Dilution: Transaction-level fines and warnings internalized as routine overhead while the structural exploitation of unbanked and elderly populations continues unpriced. The complexity of these “unpriced” harms often leads to a premature MIG/MCC collapse in federal inquiry.
Externalities: Vulnerable and elderly consumers bear direct fraud costs; state fraud and social-service budgets bear the indirect “Fiscal Spillover” of systemic financial destabilization in local communities.
Substitution Signal: Accelerated state-level legislation and AG enforcement actions targeting the underlying structural integrity of the terminal market to protect local financial ecosystems.
4. Hewlett Packard Enterprise (Enterprise Tech Infrastructure)
Diversion: Clearance grammar utilized to frame merger reviews around narrow product-market overlaps while ignoring broader structural “merger framing” strategies.
Dilution: MIG/MCC collapse in structural review, leading to agency acceptance of conduct commitments rather than architectural challenges to ecosystem dominance.
Externalities: Enterprise customers face innovation cycle stagnation and vendor lock-in; rivals suffer from ecosystem foreclosure.
Substitution Signal: Customer-driven demand for state-level data-interoperability guardrails to prevent federal “routing” from locking in enterprise dependencies.
These sector-specific mappings demonstrate that the “Harm Clearinghouse” is not a theoretical abstraction but an operational reality across the American economy. By applying the same diagnostic lens to real estate, tech, finance, and entertainment, we see that the externalization cycle consistently rewards structural dominance while penalizing the public. This alignment of outcomes across disparate markets reinforces the conclusion that federal failure is a systemic feature of the current enforcement architecture, rather than an accidental byproduct of isolated policy errors.
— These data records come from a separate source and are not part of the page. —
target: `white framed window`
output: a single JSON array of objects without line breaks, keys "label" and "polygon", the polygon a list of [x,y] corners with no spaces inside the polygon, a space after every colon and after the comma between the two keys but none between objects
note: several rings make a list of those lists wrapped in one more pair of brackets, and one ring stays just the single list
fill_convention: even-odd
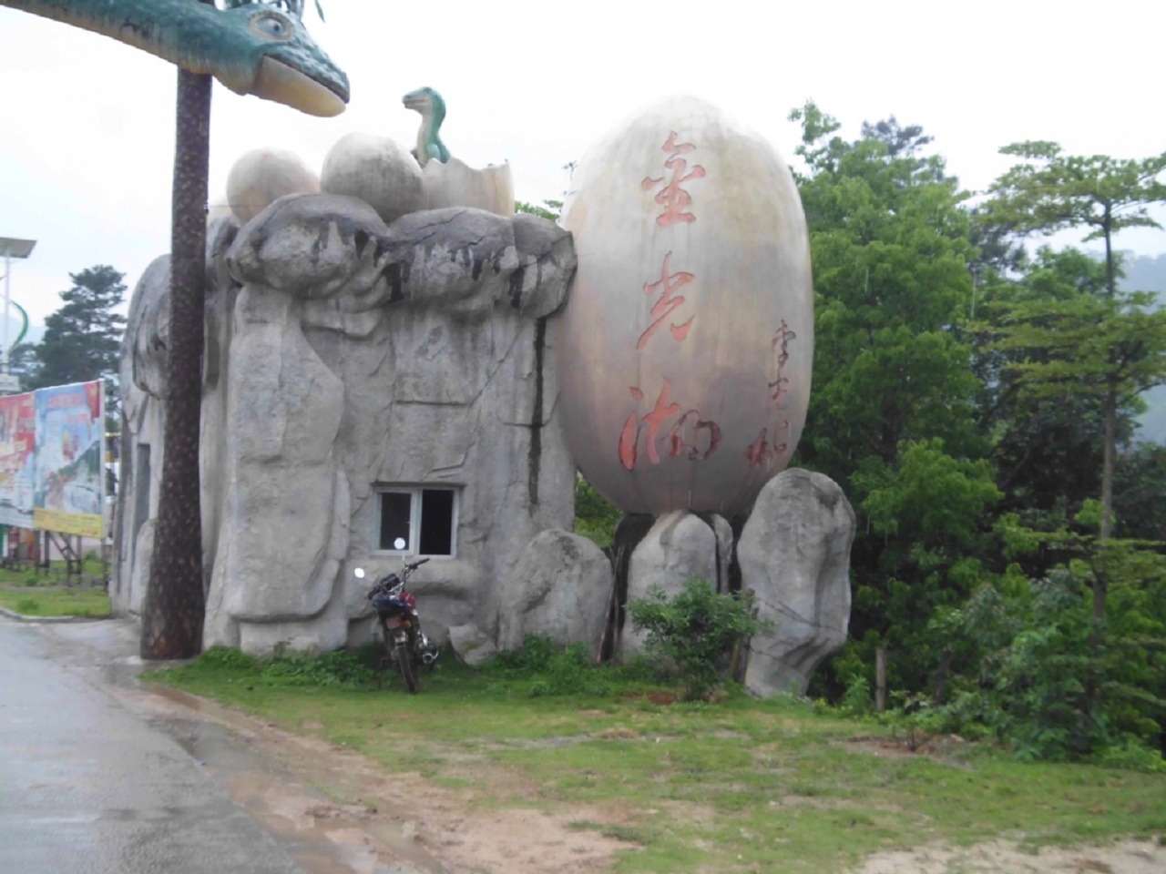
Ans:
[{"label": "white framed window", "polygon": [[[401,541],[403,548],[398,547]],[[374,552],[454,556],[456,547],[456,488],[384,486],[377,489]]]}]

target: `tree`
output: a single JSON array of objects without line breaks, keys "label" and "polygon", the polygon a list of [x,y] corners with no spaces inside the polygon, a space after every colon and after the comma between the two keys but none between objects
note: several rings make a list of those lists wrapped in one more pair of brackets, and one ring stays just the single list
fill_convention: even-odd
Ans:
[{"label": "tree", "polygon": [[69,274],[72,288],[61,292],[64,305],[44,320],[38,345],[13,350],[13,373],[26,389],[105,380],[106,422],[120,410],[117,373],[126,317],[113,310],[125,299],[125,274],[107,265]]},{"label": "tree", "polygon": [[107,265],[69,274],[64,305],[44,320],[44,337],[33,347],[30,388],[87,382],[115,374],[126,317],[114,312],[126,296],[125,274]]},{"label": "tree", "polygon": [[[798,461],[845,489],[859,521],[851,550],[849,654],[862,670],[893,649],[891,678],[923,682],[928,616],[965,595],[996,495],[979,464],[971,345],[956,325],[971,301],[968,216],[919,127],[894,119],[847,142],[816,105],[795,110],[800,193],[814,260],[814,390]],[[942,482],[944,488],[928,484]],[[936,520],[960,516],[958,535]]]},{"label": "tree", "polygon": [[[1150,217],[1147,207],[1166,202],[1166,183],[1160,179],[1166,171],[1166,151],[1143,161],[1117,160],[1108,155],[1084,157],[1065,155],[1054,142],[1026,141],[1005,146],[1000,153],[1021,157],[1026,163],[1012,167],[992,184],[990,192],[995,197],[986,204],[991,220],[1014,227],[1018,233],[1084,227],[1089,230],[1086,240],[1103,240],[1105,245],[1108,312],[1100,303],[1075,304],[1079,308],[1076,316],[1081,318],[1110,315],[1116,319],[1109,325],[1112,330],[1107,330],[1104,336],[1090,332],[1086,323],[1079,323],[1079,331],[1083,333],[1077,334],[1077,345],[1083,344],[1082,350],[1098,355],[1086,366],[1089,376],[1104,386],[1100,530],[1101,538],[1105,540],[1112,526],[1114,447],[1119,396],[1131,389],[1144,390],[1166,371],[1160,351],[1158,360],[1153,360],[1153,340],[1144,334],[1147,330],[1151,333],[1154,331],[1153,319],[1143,311],[1144,305],[1117,299],[1118,268],[1114,235],[1126,227],[1160,227]],[[1065,319],[1061,319],[1059,327],[1065,326]],[[1072,367],[1068,362],[1062,365]],[[1030,372],[1031,382],[1045,376],[1059,382],[1073,378],[1061,365],[1037,367]]]}]

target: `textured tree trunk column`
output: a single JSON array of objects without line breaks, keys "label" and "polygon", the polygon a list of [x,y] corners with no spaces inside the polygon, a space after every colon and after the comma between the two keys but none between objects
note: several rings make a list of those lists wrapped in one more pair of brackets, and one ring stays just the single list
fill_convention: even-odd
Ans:
[{"label": "textured tree trunk column", "polygon": [[203,640],[198,431],[210,115],[211,77],[180,70],[164,450],[154,558],[142,602],[142,658],[189,658],[201,651]]}]

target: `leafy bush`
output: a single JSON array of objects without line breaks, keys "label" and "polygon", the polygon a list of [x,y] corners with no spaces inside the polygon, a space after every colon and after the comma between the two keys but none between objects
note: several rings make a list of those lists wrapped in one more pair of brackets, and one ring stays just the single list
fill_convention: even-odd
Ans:
[{"label": "leafy bush", "polygon": [[575,533],[600,549],[611,545],[623,513],[583,477],[575,479]]},{"label": "leafy bush", "polygon": [[1166,760],[1160,749],[1151,749],[1138,738],[1124,738],[1102,749],[1093,759],[1103,768],[1136,770],[1143,774],[1166,774]]},{"label": "leafy bush", "polygon": [[719,681],[718,661],[759,632],[772,630],[735,594],[717,594],[703,579],[689,579],[673,598],[652,586],[646,598],[627,605],[635,628],[646,629],[647,650],[680,671],[689,700],[708,698]]}]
VIII: Pattern Recognition Across Sectors
The instantiations mapped above confirm that federal failure is not a collection of sector-specific scandals, but a series of predictable equilibrium outcomes. Across Real Estate, Entertainment, Crypto, and Tech, the same mechanisms repeat: routing grammars are used to downgrade structural risks, and search discipline collapses as soon as a settleable “market aesthetic” is identified. The consistency of these patterns across radically different market geometries identifies the federal “Monopoly of Supply” as the core barrier to market-clearing enforcement.
IX. Conclusion: Toward an Internalization Architecture
The transition from a federal enforcement monopoly to a competitive, state-integrated model is an economic necessity for market clearing. Installment I has defined the “Harm Clearinghouse” as a self-stabilizing equilibrium that persists because its primary output—unpriced externalities—is borne by diffuse victims rather than the enforcer. Breaking the cycle requires a structural intervention that forces the re-internalization of competitive harm, which is the functional objective of state-level action.
The mapping of this failure mode provides the epistemic foundation for the installments that follow. In Installment II, we will move from diagnosis to operational mechanics, detailing how State Enforcement as Competitive Supply functions as the primary instrument for pricing the structural costs that federal agencies refuse to recognize.